REPUBLIKA.CO.ID, JAKARTA -- Partai Buruh bersama organsiasi serikat buruh menolak keputusan Pj Gubernur DKI Jakarta yang menaikkan Upah Minimum Provinsi (UMP) DKI Tahun 2023 sebesar 5,6 persen. Karena itu, kaum buruh bakal menggelar aksi besar-besaran pada awal Desember nanti.
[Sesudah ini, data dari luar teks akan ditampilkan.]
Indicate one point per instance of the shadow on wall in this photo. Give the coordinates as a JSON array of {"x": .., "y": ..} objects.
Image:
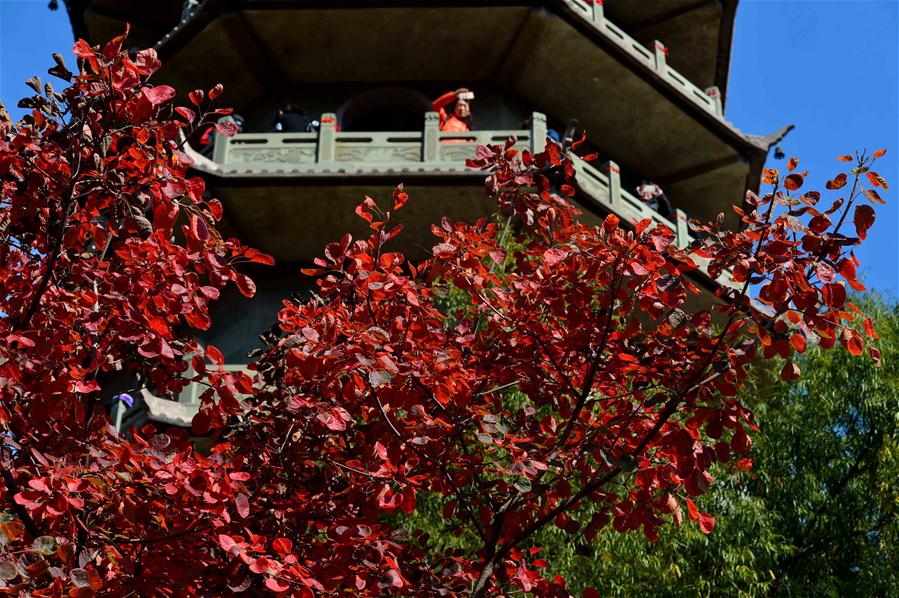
[{"x": 384, "y": 109}]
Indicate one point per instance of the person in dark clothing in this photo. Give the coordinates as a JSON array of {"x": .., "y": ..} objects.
[
  {"x": 653, "y": 196},
  {"x": 291, "y": 119}
]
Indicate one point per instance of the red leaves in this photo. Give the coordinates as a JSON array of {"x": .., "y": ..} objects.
[
  {"x": 400, "y": 197},
  {"x": 214, "y": 355},
  {"x": 793, "y": 182},
  {"x": 335, "y": 418},
  {"x": 877, "y": 180},
  {"x": 863, "y": 220},
  {"x": 706, "y": 523},
  {"x": 837, "y": 182},
  {"x": 243, "y": 505},
  {"x": 834, "y": 295},
  {"x": 158, "y": 95},
  {"x": 226, "y": 128},
  {"x": 853, "y": 342}
]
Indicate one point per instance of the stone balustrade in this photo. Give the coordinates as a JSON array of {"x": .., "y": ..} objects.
[{"x": 656, "y": 59}]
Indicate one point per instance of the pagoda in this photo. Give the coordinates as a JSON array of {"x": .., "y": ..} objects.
[{"x": 646, "y": 81}]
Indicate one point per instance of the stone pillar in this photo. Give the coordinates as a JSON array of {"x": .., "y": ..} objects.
[
  {"x": 612, "y": 171},
  {"x": 715, "y": 93},
  {"x": 430, "y": 140},
  {"x": 538, "y": 132},
  {"x": 682, "y": 230},
  {"x": 661, "y": 54},
  {"x": 599, "y": 16},
  {"x": 327, "y": 138},
  {"x": 220, "y": 147}
]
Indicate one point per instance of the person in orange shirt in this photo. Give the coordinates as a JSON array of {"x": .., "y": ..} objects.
[{"x": 455, "y": 111}]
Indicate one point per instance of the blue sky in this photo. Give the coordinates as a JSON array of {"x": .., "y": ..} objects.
[{"x": 829, "y": 67}]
Presiden Partai Buruh yang juga Presiden KSPI, Said Iqbal menyebut, kenaikan 5,6 persen atau sebesar Rp 259.944 akan membuat buruh semakin miskin. Apalagi, di masa pandemi tidak ada kenaikan upah, sementara harga barang terus naik karena kenaikan BBM.
Ha itu diklaim menyebabkan daya beli buruh turun 30 persen. Dengan kenaikan UMP 5,6 persen, daya beli buruh dan masyarakat kecil dinilai akan semakin terpuruk.
“Kenaikan 5,6 persen di bawah nilai inflansi tahun 2022. Karena kenaikan UMP tersebut menggunakan inflansi year to year, bulan September 2021-September 2022. Sehingga hal itu tidak bisa mendeteksi kenaikan harga BBM yang yang diputuskan bulan Oktober,” ujar Said Iqbal dalam keterangannya, Rabu (30/11/2022).
Said mengeklaim, buruh sudah menanggung beban kenaikan harga BBM. Karena itu, kenaikan UMP 2023 tidak bisa sekedar untuk menyesuaikan kenaikan harga barang. Kenaikan UMP DKI lebih kecil jika dibandingkan dengan daerah sekitar.
Bupati Bogor, misalnya, sudah merekomendasikan kenaikan upah sebesar 10 persen. Termasuk Subang, Majalengka, dan Cirebon. “Tidak punya hati pada buruh. Tidak punya rasa empati pada buruh. Kami mengecam keras kebijakan Pj Gubernur DKI,” keluh Said.
Said menyebut, Pj Gubernur tidak berhasil meningkatkan daya beli kaum buruh dan masyarakat kecil. Justru berpihak pada kelas menengah atas dan pengusaha. Padahal, DKI Jakarta Ibu Kota Negara.
Menurut Iqbal, kebijakan Pj Gubernur DKI jauh lebih buruk jika dibandingkan dengan Gubernur DKI sebelumnya. Terutama terkait dengan upah minimum dan beberapa kebijakan untuk masyarakat kecil. Contoh lain adalah sewa rumah di kampung Bayam lebih mahal dari Kampung Aquarium.
“Kebijakan Pj Gubernur ini tidak berpihak pada orang kecil,” kata Said.